Computer competencies of high school seniors in the state of Utah
Sherri Lee Arosteguy, Utah State University, United States
Utah State University . Awarded
The purpose of this study was to identify and measure computer-related competencies of 12th-grade students attending Utah public high schools and to describe relationships between students' computer-related competencies and selected student characteristics. This study included 975 students from a stratified sampling of small, medium, and large high schools. Proportional clusters of students were drawn from senior-level general education courses in each high school. Two instruments were developed for this study: an objective test to assess students' computer-related competencies and a questionnaire to identify characteristics including gender, grade point average, college plans, computer access and use, attitudes about computers, and frequently used software.

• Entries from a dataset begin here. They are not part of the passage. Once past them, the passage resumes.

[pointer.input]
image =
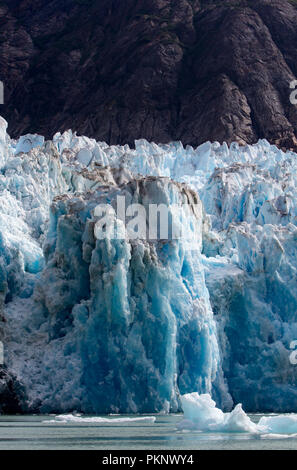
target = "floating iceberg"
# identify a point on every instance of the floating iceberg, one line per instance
(201, 414)
(68, 419)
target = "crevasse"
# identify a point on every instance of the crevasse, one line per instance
(129, 325)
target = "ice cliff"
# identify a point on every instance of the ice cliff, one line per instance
(128, 325)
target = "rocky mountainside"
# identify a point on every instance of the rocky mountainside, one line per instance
(193, 70)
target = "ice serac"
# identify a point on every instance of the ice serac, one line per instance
(129, 325)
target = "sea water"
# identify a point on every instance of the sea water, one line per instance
(46, 433)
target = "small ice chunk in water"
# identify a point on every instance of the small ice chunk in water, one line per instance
(64, 419)
(201, 414)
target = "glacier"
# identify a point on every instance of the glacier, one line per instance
(131, 325)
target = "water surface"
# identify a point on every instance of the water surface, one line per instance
(30, 432)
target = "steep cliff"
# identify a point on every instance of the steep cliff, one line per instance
(162, 70)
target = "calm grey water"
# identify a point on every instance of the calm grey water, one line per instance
(29, 432)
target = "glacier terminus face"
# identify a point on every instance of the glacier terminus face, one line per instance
(128, 324)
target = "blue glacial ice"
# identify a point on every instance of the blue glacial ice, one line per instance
(124, 325)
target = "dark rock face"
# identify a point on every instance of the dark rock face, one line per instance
(164, 70)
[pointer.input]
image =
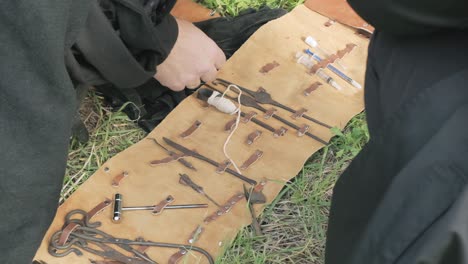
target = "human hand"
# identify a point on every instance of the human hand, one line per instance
(194, 56)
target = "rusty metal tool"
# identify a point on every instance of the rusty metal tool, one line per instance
(255, 224)
(263, 97)
(276, 132)
(156, 209)
(84, 235)
(197, 155)
(185, 180)
(172, 154)
(250, 102)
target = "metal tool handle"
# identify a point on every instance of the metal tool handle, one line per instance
(117, 207)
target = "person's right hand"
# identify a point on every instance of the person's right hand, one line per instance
(194, 57)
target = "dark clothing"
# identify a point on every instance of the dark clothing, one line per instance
(37, 99)
(413, 17)
(404, 199)
(47, 47)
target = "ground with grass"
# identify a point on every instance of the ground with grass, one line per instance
(294, 225)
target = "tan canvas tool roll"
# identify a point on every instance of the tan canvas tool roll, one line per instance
(280, 158)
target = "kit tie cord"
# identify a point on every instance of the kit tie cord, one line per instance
(226, 106)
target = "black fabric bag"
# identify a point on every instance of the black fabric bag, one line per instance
(150, 101)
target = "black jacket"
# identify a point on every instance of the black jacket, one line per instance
(404, 198)
(37, 98)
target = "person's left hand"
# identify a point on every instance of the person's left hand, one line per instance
(194, 57)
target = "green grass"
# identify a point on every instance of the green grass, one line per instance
(294, 225)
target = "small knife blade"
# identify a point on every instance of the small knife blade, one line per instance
(195, 154)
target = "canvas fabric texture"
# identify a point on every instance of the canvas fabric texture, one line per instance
(283, 157)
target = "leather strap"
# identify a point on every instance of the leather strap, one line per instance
(99, 208)
(230, 125)
(177, 256)
(117, 179)
(225, 208)
(191, 129)
(304, 129)
(252, 159)
(312, 88)
(269, 66)
(269, 113)
(72, 226)
(331, 59)
(248, 116)
(299, 113)
(223, 166)
(252, 137)
(66, 233)
(171, 158)
(280, 132)
(161, 205)
(195, 235)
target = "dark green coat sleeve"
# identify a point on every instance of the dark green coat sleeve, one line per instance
(408, 17)
(124, 41)
(37, 102)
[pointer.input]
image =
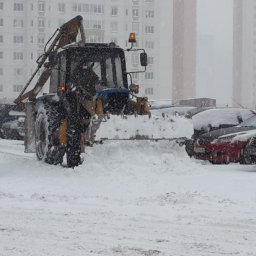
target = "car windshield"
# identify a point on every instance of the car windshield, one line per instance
(249, 122)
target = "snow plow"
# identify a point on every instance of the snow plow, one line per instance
(88, 81)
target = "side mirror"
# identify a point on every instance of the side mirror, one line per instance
(143, 59)
(53, 59)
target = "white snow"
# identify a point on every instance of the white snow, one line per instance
(127, 198)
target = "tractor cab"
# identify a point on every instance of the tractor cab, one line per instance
(105, 61)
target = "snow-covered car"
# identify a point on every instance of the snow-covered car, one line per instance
(226, 145)
(214, 119)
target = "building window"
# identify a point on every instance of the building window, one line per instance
(17, 87)
(41, 7)
(40, 40)
(135, 12)
(135, 27)
(18, 39)
(149, 44)
(18, 7)
(149, 14)
(61, 7)
(18, 55)
(114, 11)
(149, 91)
(114, 27)
(135, 60)
(149, 29)
(150, 60)
(41, 23)
(18, 23)
(18, 72)
(149, 75)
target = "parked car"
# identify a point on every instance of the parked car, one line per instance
(226, 145)
(213, 119)
(12, 120)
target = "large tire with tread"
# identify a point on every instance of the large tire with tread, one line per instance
(47, 124)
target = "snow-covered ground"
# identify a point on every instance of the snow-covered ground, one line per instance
(127, 198)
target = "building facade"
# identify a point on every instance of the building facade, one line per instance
(244, 53)
(184, 49)
(26, 26)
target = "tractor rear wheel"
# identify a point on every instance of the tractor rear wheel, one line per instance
(47, 124)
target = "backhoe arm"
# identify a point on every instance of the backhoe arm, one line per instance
(65, 35)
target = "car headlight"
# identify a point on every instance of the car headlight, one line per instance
(224, 139)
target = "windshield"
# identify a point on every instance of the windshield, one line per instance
(107, 66)
(249, 122)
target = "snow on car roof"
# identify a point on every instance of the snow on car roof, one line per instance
(218, 116)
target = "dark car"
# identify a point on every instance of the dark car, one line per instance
(12, 120)
(225, 145)
(213, 119)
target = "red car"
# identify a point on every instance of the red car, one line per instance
(225, 145)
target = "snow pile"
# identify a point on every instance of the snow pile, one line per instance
(158, 126)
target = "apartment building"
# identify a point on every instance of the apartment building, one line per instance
(244, 53)
(184, 49)
(26, 25)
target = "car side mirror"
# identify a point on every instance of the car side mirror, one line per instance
(143, 59)
(53, 59)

Students correctly answered an average of 46% of the questions regarding computer-related competencies, indicating that students do not have an adequate understanding of computer systems, software applications, and ethical uses of computers. Statistically significant differences were found in scores among the main effects of gender, school size, computer access, and college plans. These results support the contention that computer-related competencies do vary among different groups of students. The findings regarding instructional use of computers indicate that students have had limited formal instruction about computer systems, ethical uses of computers, and computer application software. A majority of students have taken keyboarding or word processing courses; however, less than 25% reported they had taken computer applications, programming, desktop publishing, or computer-aided design courses. Students reported most frequent instructional use of computers occurs in humanities and social studies courses. Word processing and Internet software for writing and research activities were the most common computer-related software and activities reported. Positive associations were found between test scores and amount of computer instruction received, attitudes about computers, and academic achievement. Students appear to have access to and use of current software applications, although the majority have limited understanding or knowledge about the software they are using. More than 40% could not identify operating system or word processing software; even fewer could identify spreadsheet, database, multimedia, or Internet browser software.
Arosteguy, S.L. Computer competencies of high school seniors in the state of Utah. Ph.D. thesis, Utah State University.